As always, Raymond had snorted and buttoned his shirt, rolling his right shoulder and wincing.
Raymond snorted and buttoned his shirt right now. In your version, it's all so over, so been there, done that. You cover your tracks by telling us that the exchange took place yesterday morning, but then you shift to "this morning," and still maintain the past participle, effectively keeping the action safely removed from the reader by a narrative buffer. It's no longer Trick and Raymond's interaction, it's Raymond thinking about a past interaction with Trick. Not at all the same, since it makes it much less clear where the present, and the story, actually resides.
Then you totally run off the rails when this interaction, one that is simply being recalled, turns into a discussion about a further situation that took place elsewhere, also in the past. When we realize that this situation is where the story actually takes place, and that, further, we will have no access to it whatsoever, we will lose interest.
This isn't a problem that can be tweaked. Rather, you need to bring the same focus on structure evidened by your sentences, paragraphs and scenes, and unlock the mysteries of the narrative arc as it applies to your story as a whole. There's a beginning to this scene, and a development section, both of which are now merely referred to. In it's present form, they have no dramatic tension; it's all just static information.

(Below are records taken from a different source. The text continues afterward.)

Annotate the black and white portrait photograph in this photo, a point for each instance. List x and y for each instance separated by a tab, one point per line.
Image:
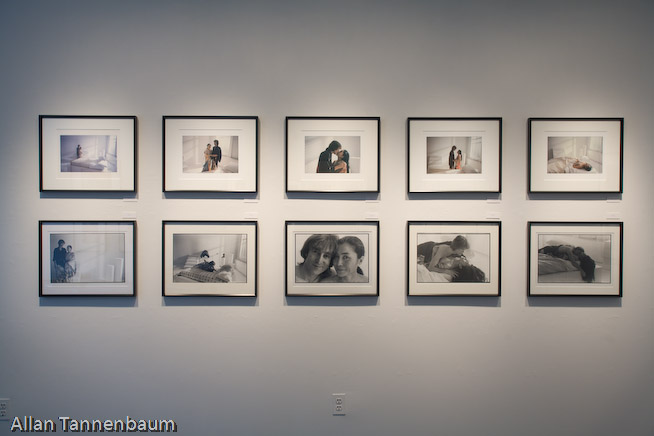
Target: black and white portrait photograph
453	258
86	258
332	154
209	258
574	154
332	258
575	258
454	154
89	153
319	147
210	153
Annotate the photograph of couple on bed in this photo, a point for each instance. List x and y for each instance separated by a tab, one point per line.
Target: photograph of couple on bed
570	258
210	258
210	154
331	258
574	154
448	257
88	153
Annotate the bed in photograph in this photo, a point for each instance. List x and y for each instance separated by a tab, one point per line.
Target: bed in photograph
565	165
91	164
191	272
553	269
426	276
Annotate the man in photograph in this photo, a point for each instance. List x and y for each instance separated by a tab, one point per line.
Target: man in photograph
216	154
59	259
325	164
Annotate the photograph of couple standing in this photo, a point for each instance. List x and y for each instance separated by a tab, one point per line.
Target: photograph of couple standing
332	154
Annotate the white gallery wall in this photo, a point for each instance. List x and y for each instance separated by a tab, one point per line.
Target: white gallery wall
416	366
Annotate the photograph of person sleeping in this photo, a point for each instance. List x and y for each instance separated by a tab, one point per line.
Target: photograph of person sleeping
569	258
331	258
210	258
454	154
332	154
574	154
88	153
210	154
447	257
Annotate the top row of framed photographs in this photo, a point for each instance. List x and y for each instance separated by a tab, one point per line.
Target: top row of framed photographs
329	154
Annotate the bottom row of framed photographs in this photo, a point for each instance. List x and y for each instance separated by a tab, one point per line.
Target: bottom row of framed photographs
330	258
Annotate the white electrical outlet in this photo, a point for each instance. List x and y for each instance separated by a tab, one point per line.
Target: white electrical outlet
338	404
4	409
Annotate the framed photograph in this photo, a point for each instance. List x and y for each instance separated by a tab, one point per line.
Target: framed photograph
210	153
575	154
87	153
575	259
83	258
209	258
332	258
332	154
460	258
454	154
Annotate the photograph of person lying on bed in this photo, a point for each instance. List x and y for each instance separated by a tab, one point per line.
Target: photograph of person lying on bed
453	258
89	153
569	258
224	259
574	154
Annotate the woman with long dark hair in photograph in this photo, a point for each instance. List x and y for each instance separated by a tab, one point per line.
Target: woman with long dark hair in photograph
347	261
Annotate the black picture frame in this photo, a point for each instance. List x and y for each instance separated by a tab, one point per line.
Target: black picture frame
87	153
348	266
98	258
209	258
433	164
454	258
575	155
233	168
309	165
574	258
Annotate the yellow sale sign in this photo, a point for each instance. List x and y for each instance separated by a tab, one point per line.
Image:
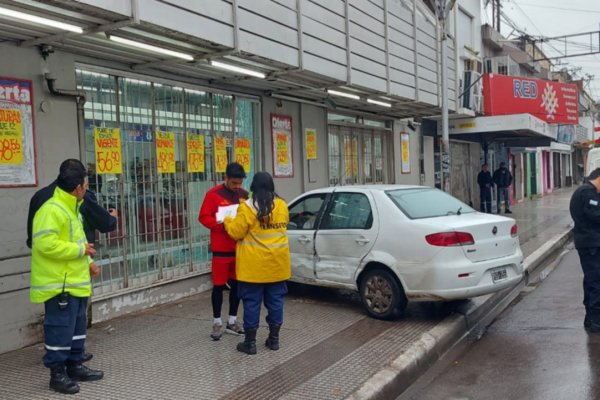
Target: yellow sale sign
11	137
107	143
165	152
243	153
195	147
220	153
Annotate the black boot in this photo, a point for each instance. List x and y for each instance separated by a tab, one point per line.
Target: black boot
248	346
60	381
81	373
273	339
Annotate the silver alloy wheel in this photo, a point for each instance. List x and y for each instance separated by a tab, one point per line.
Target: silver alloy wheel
378	294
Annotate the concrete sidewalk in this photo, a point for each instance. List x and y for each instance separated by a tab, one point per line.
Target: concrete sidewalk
330	348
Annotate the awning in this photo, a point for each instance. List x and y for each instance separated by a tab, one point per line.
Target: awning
515	130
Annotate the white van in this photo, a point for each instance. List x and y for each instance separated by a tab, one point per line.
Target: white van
593	160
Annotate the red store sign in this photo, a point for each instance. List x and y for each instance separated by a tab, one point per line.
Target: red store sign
553	102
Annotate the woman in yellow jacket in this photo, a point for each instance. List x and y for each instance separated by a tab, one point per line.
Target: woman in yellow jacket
262	259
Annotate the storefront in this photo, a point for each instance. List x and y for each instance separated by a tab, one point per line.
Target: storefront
173	143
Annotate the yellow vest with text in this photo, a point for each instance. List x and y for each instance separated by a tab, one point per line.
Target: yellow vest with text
58	250
262	251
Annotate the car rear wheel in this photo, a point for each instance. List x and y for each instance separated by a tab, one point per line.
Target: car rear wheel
381	294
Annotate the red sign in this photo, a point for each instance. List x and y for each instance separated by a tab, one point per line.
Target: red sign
553	102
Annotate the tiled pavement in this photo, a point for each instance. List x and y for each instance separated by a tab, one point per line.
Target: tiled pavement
329	346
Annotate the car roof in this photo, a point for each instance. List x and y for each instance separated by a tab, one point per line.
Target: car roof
381	187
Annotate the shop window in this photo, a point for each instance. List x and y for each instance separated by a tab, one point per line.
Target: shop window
158	196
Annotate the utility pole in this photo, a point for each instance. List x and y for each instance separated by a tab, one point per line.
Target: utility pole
442	9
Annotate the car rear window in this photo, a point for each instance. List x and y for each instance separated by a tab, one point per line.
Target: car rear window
420	203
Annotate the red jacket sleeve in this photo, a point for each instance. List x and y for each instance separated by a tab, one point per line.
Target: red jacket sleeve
208	213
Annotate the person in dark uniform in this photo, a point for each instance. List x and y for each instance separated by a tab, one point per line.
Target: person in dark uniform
222	246
585	211
503	179
61	272
485	182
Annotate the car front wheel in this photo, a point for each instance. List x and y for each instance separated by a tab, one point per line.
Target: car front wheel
381	294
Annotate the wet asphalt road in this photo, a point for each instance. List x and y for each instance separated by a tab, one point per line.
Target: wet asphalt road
536	350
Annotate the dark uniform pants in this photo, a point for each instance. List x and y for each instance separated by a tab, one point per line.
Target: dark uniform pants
253	294
590	263
485	199
64	331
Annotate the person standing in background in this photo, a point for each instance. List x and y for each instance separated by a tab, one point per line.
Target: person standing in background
485	182
228	193
503	179
263	259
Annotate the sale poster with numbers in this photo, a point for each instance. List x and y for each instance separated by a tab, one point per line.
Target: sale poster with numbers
243	151
165	152
17	140
107	143
281	130
195	149
220	153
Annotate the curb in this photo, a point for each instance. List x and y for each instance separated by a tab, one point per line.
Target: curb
397	376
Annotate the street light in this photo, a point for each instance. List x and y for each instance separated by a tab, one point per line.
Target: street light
442	10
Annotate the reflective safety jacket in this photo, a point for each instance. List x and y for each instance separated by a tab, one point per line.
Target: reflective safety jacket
58	250
262	252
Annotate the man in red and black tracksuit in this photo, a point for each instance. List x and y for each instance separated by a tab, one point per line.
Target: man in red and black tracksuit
223	247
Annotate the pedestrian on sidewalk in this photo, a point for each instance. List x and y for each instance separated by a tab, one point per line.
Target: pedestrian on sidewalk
229	193
263	259
94	216
61	271
485	182
503	179
585	211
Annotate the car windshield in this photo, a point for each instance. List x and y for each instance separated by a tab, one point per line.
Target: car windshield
419	203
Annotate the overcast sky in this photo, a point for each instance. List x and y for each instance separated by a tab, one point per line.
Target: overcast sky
551	18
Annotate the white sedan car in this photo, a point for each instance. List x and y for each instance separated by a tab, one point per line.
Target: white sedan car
395	243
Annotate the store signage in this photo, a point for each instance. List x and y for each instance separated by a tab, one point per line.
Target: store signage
165	152
195	150
17	144
220	154
281	132
552	102
107	143
243	153
310	137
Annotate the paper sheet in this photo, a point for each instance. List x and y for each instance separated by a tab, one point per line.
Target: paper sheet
226	211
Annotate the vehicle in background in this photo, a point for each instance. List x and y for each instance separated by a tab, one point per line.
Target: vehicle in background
398	243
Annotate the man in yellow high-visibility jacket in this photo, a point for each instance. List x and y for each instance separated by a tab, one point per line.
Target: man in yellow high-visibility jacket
61	270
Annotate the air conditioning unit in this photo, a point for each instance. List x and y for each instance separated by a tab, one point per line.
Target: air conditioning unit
472	91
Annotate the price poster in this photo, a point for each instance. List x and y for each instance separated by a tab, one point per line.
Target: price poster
107	142
405	145
310	138
17	144
165	152
281	130
220	153
195	148
243	151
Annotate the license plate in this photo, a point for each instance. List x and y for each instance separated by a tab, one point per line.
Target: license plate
499	274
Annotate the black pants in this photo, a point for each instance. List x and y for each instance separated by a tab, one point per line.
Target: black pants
64	331
485	199
590	263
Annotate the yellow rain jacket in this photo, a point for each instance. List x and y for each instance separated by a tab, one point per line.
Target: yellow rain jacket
58	251
262	251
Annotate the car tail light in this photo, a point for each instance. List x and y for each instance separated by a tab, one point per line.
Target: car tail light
450	239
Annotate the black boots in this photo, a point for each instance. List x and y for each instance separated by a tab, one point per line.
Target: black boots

There's no rule that says you can't join the action at the conclusion of an arc, but the rule that demands a coherent arc in the present remains nonnegotiable, since that's what keeps the reader reading. No harm in giving us a decoy story, while we steadily unwrap the deeper structures of the actual story. I don't think, given the time and space that you've allowed yourself here, that you can pull that off. But more to the point, you haven't really given us a story in the present that presents your characters with immediate goals, obstacles and difficulties that need to be surmounted, NOW. You're simply trying to channel the tension and energy from your backstory, in the mistaken hope that it will charge your present. It never works.
Either go back to the real dramatic moment and tell the story center stage, in the present, or come up with something for Raymond and Trick to do, other than discuss what has already taken place. Either way, you'll be giving your reader a story that makes them wonder what's going to happen next, instead of a guy thinking about two guys talking.